Brand new 1953 Winter spinet

Farrell mfarrel2@tampabay.rr.com
Thu, 20 Jun 2002 21:05:37 -0400


No answers from me - I didn't even know what a piano was back then.

However, since you brought up Grand piano.......... I went to an appt. yesterday afternoon to tune a piano a young woman just bought so her daughter could take lessons. A 1960s Grand piano. Pinblock falling off frame, bass bridge dangling in the air - not connected to anything but the strings, missing dampers, broken flanges, loose tuning pins, on half of the keys the key buttons were shot - and on half of those the center rail pin hole at bottom of key was so enlarged, the key could wander out from under the wippen. That's just the highlights. This was THE WORST piano I have ever seen that someone expected tuning on.
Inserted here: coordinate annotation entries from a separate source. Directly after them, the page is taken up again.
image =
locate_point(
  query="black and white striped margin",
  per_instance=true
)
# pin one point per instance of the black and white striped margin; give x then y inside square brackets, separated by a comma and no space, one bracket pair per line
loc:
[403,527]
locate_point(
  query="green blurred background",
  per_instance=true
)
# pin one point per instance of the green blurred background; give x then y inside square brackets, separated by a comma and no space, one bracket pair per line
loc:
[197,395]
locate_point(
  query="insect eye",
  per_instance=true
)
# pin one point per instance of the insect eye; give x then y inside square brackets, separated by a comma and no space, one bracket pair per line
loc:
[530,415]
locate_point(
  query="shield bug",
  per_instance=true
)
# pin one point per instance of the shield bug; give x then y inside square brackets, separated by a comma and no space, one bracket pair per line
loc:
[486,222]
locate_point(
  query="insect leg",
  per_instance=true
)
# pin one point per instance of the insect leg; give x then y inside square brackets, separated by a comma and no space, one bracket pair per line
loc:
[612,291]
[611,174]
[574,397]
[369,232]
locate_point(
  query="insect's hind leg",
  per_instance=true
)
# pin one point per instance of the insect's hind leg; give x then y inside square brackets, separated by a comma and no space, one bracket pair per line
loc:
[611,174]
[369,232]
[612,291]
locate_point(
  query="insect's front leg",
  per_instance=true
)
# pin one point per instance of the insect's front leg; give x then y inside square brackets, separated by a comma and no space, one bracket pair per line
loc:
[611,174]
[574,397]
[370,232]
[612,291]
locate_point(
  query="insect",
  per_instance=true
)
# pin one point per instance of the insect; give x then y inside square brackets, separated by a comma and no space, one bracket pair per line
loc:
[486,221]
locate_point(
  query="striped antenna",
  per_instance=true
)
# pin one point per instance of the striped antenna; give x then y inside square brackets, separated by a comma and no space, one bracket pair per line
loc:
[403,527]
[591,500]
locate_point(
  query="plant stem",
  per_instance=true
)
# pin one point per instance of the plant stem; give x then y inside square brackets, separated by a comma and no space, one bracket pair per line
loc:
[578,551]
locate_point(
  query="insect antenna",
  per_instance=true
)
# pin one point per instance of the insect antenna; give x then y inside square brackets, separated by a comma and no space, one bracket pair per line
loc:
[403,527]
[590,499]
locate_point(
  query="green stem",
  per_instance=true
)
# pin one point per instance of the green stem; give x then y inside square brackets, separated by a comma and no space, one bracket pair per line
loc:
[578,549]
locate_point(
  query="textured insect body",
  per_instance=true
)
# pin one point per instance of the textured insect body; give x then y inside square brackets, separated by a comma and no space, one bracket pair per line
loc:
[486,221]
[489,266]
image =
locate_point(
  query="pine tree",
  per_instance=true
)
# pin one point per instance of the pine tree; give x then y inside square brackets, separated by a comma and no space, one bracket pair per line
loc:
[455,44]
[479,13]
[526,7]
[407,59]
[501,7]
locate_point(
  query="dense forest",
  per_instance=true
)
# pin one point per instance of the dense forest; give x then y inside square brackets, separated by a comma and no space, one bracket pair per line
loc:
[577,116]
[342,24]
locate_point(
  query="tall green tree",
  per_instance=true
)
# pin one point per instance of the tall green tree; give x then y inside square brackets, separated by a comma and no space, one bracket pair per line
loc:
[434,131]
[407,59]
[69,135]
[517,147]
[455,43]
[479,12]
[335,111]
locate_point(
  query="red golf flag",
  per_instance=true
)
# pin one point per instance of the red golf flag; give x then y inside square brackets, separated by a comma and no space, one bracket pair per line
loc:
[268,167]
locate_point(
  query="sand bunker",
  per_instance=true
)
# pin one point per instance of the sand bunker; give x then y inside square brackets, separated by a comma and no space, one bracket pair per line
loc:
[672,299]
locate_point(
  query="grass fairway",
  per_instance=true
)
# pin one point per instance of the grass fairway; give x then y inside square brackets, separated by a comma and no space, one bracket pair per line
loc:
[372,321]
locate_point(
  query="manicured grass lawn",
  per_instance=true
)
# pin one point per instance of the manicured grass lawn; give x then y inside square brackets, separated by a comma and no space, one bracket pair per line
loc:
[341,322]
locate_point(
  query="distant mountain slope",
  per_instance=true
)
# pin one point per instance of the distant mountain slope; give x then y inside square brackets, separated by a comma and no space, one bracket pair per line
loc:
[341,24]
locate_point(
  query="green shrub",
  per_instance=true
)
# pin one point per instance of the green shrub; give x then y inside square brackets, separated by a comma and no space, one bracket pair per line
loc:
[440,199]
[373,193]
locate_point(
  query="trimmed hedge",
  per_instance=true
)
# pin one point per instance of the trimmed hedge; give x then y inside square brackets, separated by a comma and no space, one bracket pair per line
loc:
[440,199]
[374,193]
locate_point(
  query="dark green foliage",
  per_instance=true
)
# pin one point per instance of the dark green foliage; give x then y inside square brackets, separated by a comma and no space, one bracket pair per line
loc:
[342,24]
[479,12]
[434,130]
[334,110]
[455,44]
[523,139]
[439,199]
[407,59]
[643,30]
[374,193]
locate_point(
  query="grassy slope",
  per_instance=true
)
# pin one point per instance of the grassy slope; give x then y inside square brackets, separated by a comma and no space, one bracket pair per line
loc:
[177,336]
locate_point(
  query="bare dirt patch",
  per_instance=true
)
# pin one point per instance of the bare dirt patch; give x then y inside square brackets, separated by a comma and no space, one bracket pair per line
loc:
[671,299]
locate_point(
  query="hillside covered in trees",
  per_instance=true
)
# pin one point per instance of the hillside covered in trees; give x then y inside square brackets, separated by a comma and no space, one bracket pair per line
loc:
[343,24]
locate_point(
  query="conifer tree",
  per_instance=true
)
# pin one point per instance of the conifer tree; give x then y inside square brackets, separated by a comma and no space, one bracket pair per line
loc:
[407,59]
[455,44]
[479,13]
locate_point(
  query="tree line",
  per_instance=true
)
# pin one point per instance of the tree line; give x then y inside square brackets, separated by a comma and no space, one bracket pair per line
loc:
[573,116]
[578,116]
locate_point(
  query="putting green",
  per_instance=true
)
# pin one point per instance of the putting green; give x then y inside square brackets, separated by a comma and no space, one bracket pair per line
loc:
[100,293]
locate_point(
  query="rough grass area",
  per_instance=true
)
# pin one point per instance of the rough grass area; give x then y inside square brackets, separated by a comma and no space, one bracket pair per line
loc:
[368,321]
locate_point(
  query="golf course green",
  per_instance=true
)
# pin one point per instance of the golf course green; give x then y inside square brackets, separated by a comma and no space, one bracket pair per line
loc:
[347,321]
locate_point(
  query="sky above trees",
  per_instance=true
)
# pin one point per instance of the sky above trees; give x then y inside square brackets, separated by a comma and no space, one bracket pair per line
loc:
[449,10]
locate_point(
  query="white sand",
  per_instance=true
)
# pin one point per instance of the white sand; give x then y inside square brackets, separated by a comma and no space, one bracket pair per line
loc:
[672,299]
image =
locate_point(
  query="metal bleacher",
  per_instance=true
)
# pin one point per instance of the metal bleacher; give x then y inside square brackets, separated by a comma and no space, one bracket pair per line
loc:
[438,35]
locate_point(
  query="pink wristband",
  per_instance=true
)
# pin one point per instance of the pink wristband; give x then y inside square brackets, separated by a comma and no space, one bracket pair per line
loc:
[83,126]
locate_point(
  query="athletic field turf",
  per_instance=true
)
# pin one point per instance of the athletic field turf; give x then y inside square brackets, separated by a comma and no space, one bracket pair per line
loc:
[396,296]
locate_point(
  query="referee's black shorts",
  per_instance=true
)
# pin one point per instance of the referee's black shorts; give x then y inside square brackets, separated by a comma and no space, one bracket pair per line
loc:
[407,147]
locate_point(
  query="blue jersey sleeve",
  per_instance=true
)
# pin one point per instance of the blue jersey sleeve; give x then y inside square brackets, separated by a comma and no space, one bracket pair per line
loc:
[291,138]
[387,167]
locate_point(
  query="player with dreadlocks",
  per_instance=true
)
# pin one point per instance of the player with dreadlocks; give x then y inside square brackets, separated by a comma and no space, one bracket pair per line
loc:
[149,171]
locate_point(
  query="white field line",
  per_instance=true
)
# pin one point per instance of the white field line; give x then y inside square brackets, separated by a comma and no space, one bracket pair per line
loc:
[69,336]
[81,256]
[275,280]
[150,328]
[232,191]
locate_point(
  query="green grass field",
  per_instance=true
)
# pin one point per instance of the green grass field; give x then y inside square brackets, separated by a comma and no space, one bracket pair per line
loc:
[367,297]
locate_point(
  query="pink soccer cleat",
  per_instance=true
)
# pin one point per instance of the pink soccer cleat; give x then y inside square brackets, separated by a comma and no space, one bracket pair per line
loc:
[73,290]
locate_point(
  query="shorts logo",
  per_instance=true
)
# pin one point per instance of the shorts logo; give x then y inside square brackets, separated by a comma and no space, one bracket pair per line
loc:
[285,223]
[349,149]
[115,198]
I think it beats out all the old uprights I have run into.

Unbelievable that anyone could have sold this thing.

I feel better now.

Terry Farrell
  
----- Original Message ----- 
From: <Tvak@AOL.COM>
To: <pianotech@ptg.org>
Sent: Thursday, June 20, 2002 8:39 PM
Subject: Brand new 1953 Winter spinet


> Having only been around for the last 5 years or so, I feel as if I have had 
> more than my share of spinets in all the various flavors, such as Winter, 
> Gulbransen, Whitney, Wurlitzer, etc.  You know the ones I'm talking about...
> 
> What did these pianos sound like when they were new?  Anybody around who 
> remembers their first Whitney back in 1953?  When it was brand new, out of 
> the show room and right into the living room?
> 
> Were they as terrible back then as they are now, or did they just degrade 
> horribly over time?  Did they have false beats in every note in the top 3 
> octaves?  A tenor break you could hear down the block?  Bass bichords that 
> can only approximate a unison?  Little or no sustain anywhere? 
> 
> Or were they acceptable pianos that just got worse (and worse) as time went 
> by?
> 
> In other words, is this what an Old Chang will be like?
> 
> Just wondering, after my lucky day consisted of a Whitney, a Kimball, and a 
> Grand,  
> 
> Tom Sivak
> 
> P.S.
> Disclaimer:  This post not intended as a launching board into a discussion of 
> "Great Winter Spinets I've Found".  Granted, there is variation within each 
> brand name.  Except for Grand.  They all stink.   ;-)
> 
> P.P.S.
> Actually, any day I have 3 tunings is a lucky day.